Call for workshop papers and shared task participation:  Automated Extraction of Socio-political Events from News (AESPEN) @ LREC 2020

URL: https://emw.ku.edu.tr/aespen-2020/

Submission deadline: February 22nd, 2020 –> March 7th, 2020

Cut-off date for the shared task results: March 7th, 2020

Submission page: https://www.softconf.com/lrec2020/AESPEN2020/

Workshop date: May 12th, 2020

—————————————————————–

Call for Papers

Automatic construction of event databases has long been a challenge for the natural language processing (NLP) community in terms of algorithmic approaches and language resources. At the same time, social and political scientists have been working on creating socio-political event databases for decades using manual, semi-automatic, and automatic approaches. However, the results yielded by these approaches to date are either not of sufficient quality or require tremendous effort to be replicated on new data. On the one hand, manual or semi-automatic methods require high-quality human effort; on the other hand, state-of-the-art event automated detection systems are not accurate enough for their output being directly usable without human moderation. Finally, the NLP community has not achieved a consensus on the treatment of events both in terms of task definition and appropriate techniques for their detection. 

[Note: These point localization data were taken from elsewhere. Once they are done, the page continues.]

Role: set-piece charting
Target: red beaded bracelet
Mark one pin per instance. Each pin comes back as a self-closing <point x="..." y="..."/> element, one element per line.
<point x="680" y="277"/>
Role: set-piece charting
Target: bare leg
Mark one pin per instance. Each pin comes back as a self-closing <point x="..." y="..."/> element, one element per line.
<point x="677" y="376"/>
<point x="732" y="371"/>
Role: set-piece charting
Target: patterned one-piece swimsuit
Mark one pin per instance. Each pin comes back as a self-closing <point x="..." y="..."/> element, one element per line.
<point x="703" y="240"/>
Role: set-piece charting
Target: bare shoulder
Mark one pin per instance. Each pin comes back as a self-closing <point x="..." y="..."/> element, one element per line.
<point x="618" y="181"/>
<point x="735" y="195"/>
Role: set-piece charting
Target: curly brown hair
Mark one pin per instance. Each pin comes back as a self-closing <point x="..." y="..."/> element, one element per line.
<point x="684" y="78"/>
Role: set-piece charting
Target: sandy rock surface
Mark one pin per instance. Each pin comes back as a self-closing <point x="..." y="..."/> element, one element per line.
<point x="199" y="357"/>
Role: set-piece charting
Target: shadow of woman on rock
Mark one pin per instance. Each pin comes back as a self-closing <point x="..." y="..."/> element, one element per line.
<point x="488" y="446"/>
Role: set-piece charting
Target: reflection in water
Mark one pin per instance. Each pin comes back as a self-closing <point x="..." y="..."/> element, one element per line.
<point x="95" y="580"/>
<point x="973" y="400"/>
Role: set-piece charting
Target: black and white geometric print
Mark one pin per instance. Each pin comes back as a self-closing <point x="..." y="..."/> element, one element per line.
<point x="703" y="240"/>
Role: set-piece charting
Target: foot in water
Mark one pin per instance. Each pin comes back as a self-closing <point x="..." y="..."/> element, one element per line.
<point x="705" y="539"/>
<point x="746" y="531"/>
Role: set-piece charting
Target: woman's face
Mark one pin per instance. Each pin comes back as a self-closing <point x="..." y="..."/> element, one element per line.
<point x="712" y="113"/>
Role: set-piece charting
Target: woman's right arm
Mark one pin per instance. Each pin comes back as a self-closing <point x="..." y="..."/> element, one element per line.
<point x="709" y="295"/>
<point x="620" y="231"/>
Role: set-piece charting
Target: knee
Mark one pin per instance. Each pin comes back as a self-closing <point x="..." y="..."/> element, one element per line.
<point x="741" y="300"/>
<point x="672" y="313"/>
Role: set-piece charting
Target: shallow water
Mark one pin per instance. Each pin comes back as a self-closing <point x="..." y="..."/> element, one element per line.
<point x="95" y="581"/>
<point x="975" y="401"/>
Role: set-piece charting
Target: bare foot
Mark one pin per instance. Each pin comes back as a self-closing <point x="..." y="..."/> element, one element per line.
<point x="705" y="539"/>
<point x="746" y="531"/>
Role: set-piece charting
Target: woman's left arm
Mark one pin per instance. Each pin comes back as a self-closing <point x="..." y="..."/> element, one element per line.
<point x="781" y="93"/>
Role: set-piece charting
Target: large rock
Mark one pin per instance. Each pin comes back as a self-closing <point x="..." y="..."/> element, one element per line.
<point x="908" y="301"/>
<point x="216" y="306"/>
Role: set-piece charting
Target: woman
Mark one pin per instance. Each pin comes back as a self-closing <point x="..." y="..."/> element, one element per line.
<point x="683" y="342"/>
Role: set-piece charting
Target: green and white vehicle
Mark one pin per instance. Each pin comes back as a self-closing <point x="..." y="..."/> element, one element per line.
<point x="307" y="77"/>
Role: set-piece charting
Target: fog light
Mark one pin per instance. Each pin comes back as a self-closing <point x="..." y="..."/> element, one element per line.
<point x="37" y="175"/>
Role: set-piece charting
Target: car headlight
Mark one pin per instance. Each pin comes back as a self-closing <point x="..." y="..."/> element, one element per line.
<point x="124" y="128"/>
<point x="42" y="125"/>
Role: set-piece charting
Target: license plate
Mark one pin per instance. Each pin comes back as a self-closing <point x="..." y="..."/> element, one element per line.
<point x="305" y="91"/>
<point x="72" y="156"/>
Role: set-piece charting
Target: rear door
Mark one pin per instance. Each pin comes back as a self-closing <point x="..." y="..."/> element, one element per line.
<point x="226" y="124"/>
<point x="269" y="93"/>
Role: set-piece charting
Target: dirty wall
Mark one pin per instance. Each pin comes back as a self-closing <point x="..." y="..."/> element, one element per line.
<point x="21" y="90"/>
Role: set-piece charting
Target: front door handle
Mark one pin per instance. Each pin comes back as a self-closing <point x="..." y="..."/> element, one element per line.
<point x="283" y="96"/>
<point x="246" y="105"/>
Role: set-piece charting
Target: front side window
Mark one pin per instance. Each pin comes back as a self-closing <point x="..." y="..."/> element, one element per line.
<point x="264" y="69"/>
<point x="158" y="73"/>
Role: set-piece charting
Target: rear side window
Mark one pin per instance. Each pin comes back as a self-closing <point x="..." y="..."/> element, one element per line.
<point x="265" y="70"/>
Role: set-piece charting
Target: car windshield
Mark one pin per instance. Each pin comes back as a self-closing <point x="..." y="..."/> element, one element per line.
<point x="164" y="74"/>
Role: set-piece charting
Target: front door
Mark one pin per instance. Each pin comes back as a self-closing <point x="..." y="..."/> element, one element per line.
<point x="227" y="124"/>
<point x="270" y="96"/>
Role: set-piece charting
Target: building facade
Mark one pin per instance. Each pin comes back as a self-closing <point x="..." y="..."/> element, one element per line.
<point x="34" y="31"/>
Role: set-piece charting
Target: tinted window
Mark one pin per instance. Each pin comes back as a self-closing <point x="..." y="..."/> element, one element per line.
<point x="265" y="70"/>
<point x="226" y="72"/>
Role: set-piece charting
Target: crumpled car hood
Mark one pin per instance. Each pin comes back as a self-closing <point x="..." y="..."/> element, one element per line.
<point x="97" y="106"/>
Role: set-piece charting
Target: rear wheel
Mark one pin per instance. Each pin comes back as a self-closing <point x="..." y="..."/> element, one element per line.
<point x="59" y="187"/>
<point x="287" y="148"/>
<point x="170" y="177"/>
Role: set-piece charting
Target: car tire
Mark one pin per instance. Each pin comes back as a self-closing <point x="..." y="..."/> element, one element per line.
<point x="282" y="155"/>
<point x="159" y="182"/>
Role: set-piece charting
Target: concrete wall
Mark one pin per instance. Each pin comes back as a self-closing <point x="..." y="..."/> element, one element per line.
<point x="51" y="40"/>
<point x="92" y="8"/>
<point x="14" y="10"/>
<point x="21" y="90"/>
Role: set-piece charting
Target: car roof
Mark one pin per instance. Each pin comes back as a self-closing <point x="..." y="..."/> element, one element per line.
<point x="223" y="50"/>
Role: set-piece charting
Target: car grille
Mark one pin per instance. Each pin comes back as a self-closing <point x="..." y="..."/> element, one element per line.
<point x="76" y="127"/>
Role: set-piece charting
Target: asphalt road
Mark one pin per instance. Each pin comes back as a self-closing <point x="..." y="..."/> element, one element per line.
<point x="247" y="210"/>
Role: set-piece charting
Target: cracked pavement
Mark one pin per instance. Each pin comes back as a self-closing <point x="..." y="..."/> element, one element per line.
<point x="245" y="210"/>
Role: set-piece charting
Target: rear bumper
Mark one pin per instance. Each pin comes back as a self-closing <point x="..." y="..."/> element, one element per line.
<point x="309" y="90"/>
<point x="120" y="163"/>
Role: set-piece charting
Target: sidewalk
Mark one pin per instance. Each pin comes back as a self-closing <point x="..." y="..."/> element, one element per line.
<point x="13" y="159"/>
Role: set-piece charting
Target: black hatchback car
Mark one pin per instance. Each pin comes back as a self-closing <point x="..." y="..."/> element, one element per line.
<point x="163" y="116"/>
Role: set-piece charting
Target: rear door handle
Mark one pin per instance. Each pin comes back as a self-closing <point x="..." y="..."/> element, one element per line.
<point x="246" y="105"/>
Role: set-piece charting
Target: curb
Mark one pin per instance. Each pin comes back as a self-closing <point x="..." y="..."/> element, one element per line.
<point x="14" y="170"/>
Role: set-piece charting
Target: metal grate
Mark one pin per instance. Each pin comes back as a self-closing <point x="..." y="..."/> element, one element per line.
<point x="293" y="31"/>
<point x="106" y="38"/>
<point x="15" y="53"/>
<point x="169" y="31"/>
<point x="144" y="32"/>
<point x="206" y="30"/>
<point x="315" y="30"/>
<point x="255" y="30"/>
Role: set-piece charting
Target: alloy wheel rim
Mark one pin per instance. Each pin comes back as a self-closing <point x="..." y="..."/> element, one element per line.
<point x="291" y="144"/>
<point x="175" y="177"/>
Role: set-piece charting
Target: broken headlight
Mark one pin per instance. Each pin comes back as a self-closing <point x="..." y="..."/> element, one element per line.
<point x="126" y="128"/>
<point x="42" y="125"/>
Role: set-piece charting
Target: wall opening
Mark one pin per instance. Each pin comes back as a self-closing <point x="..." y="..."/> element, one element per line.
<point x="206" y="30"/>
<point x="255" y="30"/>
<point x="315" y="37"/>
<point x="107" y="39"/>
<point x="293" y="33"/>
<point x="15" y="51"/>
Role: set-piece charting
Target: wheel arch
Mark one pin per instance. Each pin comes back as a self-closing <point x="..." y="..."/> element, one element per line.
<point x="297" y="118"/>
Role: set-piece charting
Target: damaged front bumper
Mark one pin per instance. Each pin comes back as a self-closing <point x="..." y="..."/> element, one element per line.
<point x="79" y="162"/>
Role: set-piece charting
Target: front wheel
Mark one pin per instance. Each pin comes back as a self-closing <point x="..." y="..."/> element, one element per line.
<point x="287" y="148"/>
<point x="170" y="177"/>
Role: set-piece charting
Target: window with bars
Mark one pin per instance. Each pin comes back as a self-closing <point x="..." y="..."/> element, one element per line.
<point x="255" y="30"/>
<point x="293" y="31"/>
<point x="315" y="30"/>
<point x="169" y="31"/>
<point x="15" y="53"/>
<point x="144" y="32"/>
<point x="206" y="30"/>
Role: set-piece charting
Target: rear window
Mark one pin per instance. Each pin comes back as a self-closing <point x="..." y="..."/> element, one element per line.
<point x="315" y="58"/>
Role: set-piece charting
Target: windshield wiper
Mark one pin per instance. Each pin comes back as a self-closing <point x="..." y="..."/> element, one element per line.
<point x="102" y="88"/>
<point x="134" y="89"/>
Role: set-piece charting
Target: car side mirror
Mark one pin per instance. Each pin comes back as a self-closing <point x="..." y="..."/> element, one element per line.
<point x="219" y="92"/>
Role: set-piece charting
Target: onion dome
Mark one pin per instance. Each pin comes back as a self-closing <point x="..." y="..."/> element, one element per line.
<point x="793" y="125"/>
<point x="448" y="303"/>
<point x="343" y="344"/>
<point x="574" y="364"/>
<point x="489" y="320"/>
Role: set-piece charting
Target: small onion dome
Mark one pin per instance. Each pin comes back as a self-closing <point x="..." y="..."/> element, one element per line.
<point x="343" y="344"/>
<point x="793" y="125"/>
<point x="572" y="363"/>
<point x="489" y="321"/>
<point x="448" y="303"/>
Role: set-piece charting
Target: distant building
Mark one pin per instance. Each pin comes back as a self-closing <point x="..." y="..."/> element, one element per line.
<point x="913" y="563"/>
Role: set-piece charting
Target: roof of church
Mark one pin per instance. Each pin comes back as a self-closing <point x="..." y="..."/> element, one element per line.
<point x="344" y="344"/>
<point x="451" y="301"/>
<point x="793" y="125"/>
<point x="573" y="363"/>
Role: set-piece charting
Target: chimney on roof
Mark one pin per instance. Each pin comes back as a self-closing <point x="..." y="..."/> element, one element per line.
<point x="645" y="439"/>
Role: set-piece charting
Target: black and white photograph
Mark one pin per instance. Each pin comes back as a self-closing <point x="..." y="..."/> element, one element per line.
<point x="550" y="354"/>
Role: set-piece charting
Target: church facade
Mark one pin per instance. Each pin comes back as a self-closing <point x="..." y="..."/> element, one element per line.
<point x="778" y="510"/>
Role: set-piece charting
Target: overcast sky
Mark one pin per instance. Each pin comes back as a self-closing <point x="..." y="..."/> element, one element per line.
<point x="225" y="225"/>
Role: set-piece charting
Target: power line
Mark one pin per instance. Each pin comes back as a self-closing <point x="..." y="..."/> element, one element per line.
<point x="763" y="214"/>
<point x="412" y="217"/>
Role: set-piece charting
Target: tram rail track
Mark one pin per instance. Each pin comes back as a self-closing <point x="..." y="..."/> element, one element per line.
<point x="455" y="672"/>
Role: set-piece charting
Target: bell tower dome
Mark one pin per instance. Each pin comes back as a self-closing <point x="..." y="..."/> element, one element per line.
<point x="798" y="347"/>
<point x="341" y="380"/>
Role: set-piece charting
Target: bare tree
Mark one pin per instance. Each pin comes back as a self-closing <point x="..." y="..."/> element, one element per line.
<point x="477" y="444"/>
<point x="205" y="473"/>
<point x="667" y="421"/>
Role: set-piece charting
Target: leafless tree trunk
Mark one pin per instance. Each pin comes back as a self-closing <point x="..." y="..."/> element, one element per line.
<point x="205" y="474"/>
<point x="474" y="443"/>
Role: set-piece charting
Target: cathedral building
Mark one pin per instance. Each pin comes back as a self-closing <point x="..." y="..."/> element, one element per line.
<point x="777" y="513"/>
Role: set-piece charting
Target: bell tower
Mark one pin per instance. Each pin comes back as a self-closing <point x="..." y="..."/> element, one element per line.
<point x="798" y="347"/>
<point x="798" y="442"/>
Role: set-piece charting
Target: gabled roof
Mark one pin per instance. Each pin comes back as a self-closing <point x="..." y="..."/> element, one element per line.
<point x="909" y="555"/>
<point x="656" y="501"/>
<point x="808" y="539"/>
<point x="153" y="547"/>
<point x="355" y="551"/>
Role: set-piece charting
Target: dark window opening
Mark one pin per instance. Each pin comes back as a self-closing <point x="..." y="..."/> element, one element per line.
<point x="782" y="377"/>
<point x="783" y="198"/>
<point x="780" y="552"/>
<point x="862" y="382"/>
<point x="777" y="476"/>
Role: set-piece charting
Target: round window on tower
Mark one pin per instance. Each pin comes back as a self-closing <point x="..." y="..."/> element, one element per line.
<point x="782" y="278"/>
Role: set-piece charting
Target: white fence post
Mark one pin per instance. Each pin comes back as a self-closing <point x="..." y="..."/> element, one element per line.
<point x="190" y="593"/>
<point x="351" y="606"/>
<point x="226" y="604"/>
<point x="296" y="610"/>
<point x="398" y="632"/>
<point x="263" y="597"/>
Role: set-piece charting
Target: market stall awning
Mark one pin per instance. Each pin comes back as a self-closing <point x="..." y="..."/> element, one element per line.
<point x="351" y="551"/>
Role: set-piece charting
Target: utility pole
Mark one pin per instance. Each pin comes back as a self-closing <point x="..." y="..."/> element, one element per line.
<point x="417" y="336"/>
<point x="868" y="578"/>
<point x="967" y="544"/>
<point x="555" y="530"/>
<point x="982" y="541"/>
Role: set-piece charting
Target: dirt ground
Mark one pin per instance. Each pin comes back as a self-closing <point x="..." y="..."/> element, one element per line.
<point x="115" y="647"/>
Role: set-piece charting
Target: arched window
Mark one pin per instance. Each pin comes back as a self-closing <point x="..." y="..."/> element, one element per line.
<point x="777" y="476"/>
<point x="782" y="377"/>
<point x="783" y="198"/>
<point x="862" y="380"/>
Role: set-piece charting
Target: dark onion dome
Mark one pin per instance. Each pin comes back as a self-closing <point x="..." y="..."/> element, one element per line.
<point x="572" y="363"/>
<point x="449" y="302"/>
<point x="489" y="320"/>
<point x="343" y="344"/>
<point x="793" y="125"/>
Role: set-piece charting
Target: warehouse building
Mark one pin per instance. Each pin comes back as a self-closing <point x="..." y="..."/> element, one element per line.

Given the aforementioned limitations, there is an increasing tendency to rely on machine learning (ML) and NLP methods to deal better with the vast amount and variety of data to be collected. This workshop aims to inspire the emergence of innovative technological and scientific solutions in the field of event detection and event metadata extraction from news, as well as the development of evaluation metrics for event recognition. Moreover, the workshop will aim at triggering a deeper understanding of the usability of socio-political event datasets.

References:

Lorenzini, J., Makarov, P., Kriesi, H., & Wueest, B. (2016). Towards a Dataset of Automatically Coded Protest Events from English-language Newswire Documents. In Paper presented at the Amsterdam Text Analysis Conference URL: http://bruno-wueest.ch/assets/files/Lorenzini_etal_2016.pdf

Wang, W., Kennedy, R., Lazer, D., & Ramakrishnan, N. (2016). Growing pains for global monitoring of societal events. Science, 353(6307), 1502-1503. URL: http://science.sciencemag.org/content/353/6307/1502

Motivation and Topics of Interest

Automating political event collection requires the availability of gold-standard corpora that can be used for system development and evaluation. Moreover, automated tool performances need to be reproducible and comparable. Although a tremendous effort is being spent on creating socio-political event databases such as ACLED, GDELT, MMAD, and ICEWS, there has not been much progress in harmonising event schemas and tasks. This limitation causes the definition of the events and automated event information collection tool performances to be restricted to single projects. Consequently, the lack of comparable and reproducible settings hinders progress on this task.

We invite contributions from researchers in NLP, ML and AI involved in automated event data collection, as well as researchers in Social and Political Sciences, Conflict Analysis and Peace studies, who make use of this kind of data for their analytical work. Our goal is to enable the emergence of innovative NLP/IE solutions that can deal with the current stream of information, manage the risks of information overload, identify different sources and perspectives, and provide unitary and intelligible representations of the larger and long-term storylines behind news articles.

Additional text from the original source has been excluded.